Multiple myeloma (MM) is a malignant neoplasm of plasma cells that accumulate in bone marrow, leading to bone destruction and marrow failure. MM accounts for approximately 1.8% of all haematologic and solid cancers; moreover, MM accounts for >15% of haematologic malignancies in the USA. MM is typically sensitive to different classes of cytotoxic drugs, both as front-line treatment and as treatment for relapsed disease. Unfortunately, even if responses are typically durable, nowadays MM is not considered curable with current approaches. However, treatment of MM has been rapidly evolving due to the introduction of new classes of drugs, such as proteasome inhibitors, immunomodulatory drugs, histone deacetylase inhibitors, and monoclonal antibodies, alongside new indications for old classes of drugs, such as alkylating agents. Furthermore, there is increasing understanding of MM tumour biology, creating the rationale for new combinations of drugs and the development of new therapies. Discovery of the associated cytogenetic abnormalities confirm the hypothesis that MM is a heterogeneous disease, suggesting that risk- adapted therapies and individualising treatment will further help to improve patient management.

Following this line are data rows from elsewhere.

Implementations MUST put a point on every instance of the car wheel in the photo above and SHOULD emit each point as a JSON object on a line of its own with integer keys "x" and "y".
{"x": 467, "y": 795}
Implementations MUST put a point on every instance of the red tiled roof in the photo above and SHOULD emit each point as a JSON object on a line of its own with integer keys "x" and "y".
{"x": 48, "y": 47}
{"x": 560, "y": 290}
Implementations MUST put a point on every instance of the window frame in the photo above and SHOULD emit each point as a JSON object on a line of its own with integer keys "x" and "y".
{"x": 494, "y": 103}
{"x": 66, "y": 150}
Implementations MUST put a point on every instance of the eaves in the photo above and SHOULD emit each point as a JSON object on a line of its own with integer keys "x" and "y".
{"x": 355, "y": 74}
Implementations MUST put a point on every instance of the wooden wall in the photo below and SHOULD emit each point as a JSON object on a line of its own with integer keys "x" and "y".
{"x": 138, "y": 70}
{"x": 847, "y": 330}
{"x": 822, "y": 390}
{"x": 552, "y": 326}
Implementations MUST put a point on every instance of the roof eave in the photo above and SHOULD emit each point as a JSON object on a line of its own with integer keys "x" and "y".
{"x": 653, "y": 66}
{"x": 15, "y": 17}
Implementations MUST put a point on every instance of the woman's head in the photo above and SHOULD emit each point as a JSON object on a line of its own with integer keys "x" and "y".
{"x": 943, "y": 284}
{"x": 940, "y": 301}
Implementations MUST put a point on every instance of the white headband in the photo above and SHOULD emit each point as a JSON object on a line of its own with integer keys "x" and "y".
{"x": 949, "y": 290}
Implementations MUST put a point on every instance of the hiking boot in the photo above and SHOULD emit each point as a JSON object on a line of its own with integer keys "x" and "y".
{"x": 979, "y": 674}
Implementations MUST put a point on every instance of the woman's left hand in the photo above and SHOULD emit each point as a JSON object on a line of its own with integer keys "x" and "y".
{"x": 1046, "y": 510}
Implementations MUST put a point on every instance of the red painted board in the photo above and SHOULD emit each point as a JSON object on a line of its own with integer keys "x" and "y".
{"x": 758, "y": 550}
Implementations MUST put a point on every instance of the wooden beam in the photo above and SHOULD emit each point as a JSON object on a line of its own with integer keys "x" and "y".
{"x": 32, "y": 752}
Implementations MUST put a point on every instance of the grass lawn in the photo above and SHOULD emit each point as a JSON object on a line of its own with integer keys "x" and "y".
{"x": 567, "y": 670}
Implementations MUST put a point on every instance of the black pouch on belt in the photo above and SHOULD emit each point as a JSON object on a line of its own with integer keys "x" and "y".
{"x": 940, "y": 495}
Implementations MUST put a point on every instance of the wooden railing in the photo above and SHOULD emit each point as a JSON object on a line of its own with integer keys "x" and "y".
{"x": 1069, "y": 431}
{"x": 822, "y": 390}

With the aforementioned in mind, the aim of this study was to evaluate, in relapsed and refractory MM, the retrospective experience of several treatments, including old and novel agents, in order to compare real-world experience with the results of clinical trials.
During the EHA Congress 2018, four retrospective, observational studies were presented. They aimed to evaluate, in a real-life setting, a cohort of heavily pretreated patients affected by relapsing/refractory MM. Efficacy and safety data were evaluated (Table 1). Data on efficacy and safety of these real-life experiences seem to be highly comparable to those of major trials adopting the same regimen in the same clinical setting, demonstrating how these therapies can be considered feasible salvage therapeutic options, even in heavily pretreated patients.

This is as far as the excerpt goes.